Les services congolais devraient inspirer la crainte et la peur dans la sous-région pour forcer le respect de grands services comme l’américain, le russe, le chinois, l’égyptien, le marocain, le français, le saoudien, l’israélien, l’iranien…
A cette fin, le service doit justifier son rôle de bouclier et de fer de lance. C’est pourquoi le service des renseignements procède, par une politique d’affût comme celle des speculatores romains, l’oreille collée à terre pour sentir à l’avance l’arrivée et la direction des chevauchées ennemies.
Le service doit déceler et écarter l’angélisme doctrinal de certains politiques pour n’avoir que son cœur dans la tête comme le recommande Napoléon.
Ainsi exit les peurs chimériques vis-à-vis de nos partenaires à cause de l’affaissement intellectuel et un manque de créativité positive.
Si la République Démocratique du Congo veut jouer un rôle politique dans la sous-région, elle doit s’occuper de la sécurité de la sous-région. C’est ainsi que le Président Idriss DEBY a réussi à placer le Tchad au cœur du dispositif du combat contre le terrorisme au Sahel ; le Président KAGAME ne poursuit pas un autre objectif en s’impliquant dans la lutte contre les djihadistes au Mozambique. Une telle ambition, pour être réaliste, doit s’appuyer sur l’efficacité du service.
Le véritable danger de la balkanisation n’est pas la convoitise légitime des voisins ou des partenaires, mais plutôt la nonchalance de nos services ou leur cécité.
Le jour où les ennemis de la république redouteront les services congolais comme par le passé, sera alors éloigné leur dessein de balkanisation et de cannibalisation de la République Démocratique du Congo par peur des représailles.
Pour réussir la mission de mettre fin à l’insécurité dans les provinces du Nord Kivu et de l’Ituri, il importe d’intégrer les services de renseignement dans les préoccupations de l’état d’urgence, sur le plan financier, et de disposer des agents dévoués et aguerris.
Outre la recherche des éléments opérationnels, ils seront tenus de faire régulièrement une évaluation éthique de tous les acteurs nationaux impliqués. C’est pourquoi le rôle de l’ANR est si crucial en tant que bouclier de la Nation et instrument de l’ambition politique de la République Démocratique du Congo.

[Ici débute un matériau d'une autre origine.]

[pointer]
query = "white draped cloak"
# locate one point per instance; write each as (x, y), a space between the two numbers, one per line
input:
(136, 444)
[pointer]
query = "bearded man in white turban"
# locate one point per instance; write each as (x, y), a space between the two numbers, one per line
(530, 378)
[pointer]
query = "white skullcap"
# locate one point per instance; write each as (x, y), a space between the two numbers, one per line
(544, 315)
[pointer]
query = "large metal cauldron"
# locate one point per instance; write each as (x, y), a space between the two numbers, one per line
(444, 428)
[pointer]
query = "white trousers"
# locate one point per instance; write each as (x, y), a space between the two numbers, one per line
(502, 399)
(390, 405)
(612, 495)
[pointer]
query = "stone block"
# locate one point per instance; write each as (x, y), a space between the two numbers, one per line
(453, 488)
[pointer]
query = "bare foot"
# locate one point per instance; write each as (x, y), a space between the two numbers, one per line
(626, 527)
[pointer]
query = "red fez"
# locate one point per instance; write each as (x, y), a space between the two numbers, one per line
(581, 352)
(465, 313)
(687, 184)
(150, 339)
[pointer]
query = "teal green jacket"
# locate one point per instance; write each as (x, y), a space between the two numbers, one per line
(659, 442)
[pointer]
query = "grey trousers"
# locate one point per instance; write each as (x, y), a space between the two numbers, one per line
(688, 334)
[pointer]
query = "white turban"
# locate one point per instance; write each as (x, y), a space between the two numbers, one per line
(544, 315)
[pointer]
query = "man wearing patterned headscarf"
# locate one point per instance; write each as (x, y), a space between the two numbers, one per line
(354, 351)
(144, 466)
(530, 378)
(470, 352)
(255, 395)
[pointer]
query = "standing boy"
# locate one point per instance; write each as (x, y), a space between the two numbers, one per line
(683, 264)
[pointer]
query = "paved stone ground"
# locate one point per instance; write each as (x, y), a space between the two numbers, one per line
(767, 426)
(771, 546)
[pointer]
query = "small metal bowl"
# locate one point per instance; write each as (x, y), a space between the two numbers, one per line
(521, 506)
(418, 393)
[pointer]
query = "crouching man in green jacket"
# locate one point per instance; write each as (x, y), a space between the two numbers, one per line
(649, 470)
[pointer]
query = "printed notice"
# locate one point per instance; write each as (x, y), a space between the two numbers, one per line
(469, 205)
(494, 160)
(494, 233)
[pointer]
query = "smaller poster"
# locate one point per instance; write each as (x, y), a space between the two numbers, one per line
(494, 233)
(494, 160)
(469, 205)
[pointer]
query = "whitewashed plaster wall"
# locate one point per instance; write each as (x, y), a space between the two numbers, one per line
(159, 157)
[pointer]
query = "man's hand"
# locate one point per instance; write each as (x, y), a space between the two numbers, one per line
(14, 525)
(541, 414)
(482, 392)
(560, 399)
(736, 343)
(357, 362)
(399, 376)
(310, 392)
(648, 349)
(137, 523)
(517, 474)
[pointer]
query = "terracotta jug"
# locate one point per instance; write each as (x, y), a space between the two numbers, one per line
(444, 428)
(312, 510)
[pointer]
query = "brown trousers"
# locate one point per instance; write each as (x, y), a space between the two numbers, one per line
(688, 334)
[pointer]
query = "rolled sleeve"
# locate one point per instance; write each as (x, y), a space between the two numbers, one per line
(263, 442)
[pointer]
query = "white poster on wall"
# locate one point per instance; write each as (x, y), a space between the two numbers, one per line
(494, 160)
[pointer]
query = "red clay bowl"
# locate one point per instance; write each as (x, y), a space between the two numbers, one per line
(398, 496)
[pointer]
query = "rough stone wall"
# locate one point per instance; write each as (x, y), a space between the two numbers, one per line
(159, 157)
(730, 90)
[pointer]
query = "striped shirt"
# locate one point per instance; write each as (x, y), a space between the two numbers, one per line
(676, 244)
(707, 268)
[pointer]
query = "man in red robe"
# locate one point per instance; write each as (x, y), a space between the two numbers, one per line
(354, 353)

La tâche fondamentale de l’ANR est de s’attaquer à l’esprit et au moral de l’Etat tiers dans une parfaite connaissance des acteurs et de l’environnement.
Ainsi, il pourrait réduire sensiblement la vigueur de l’Etat tiers et provoquer une victoire sans coup férir. Comme à l’entrée de l’AFDL à Kinshasa ou comme à l’entrée des Talibans en Afghanistan.
Dans cette perspective, l’état de siège ne peut être prolongé indéfiniment, il finirait par vider les caisses de l’Etat, épuiser les troupes combattantes et affamer nos populations.
Jamais guerre prolongée ne profite à aucun pays, dixit SUN TZU dans l’Art de la guerre.
A ce sujet, les illustrations emblématiques abondent : la guerre d’Algérie, la guerre du Vietnam et la guerre d’Afghanistan. Paraphrasant l’Auteur de l’Art de la guerre, l’on pourrait dire que la tâche de l’ANR consiste notamment à provoquer des modifications pour les tourner à l’avantage de la République Démocratique du Congo.
Pour cela et pour être efficace, la République Démocratique du Congo, à travers ses services de renseignement, devrait déterminer les lignes de force pour orienter à bon escient ses actions diplomatiques avec la lucidité stratégique de quelqu’un qui sait que :
1. Certaines initiatives ne sont pas à prendre,
2. Qu’il y a des armées à ne pas attaquer,
3. Qu’il est des positions à ne pas contester.
C’est la seule façon, pu tout au moins, une façon efficace de préserver et de sécuriser !es intérêts fondamentaux du Pays
L’ampleur et l’importance de la tâche exigent la mise à disposition des moyens conséquents car, les services constituent une armée de l’ombre, destinée à accompagner les FARDC grâce à des actions clandestines.
Il est temps et il convient que la pierre rejetée devienne la pierre angulaire, car en temps de guerre le mépris peut s’avérer une méprise fatale.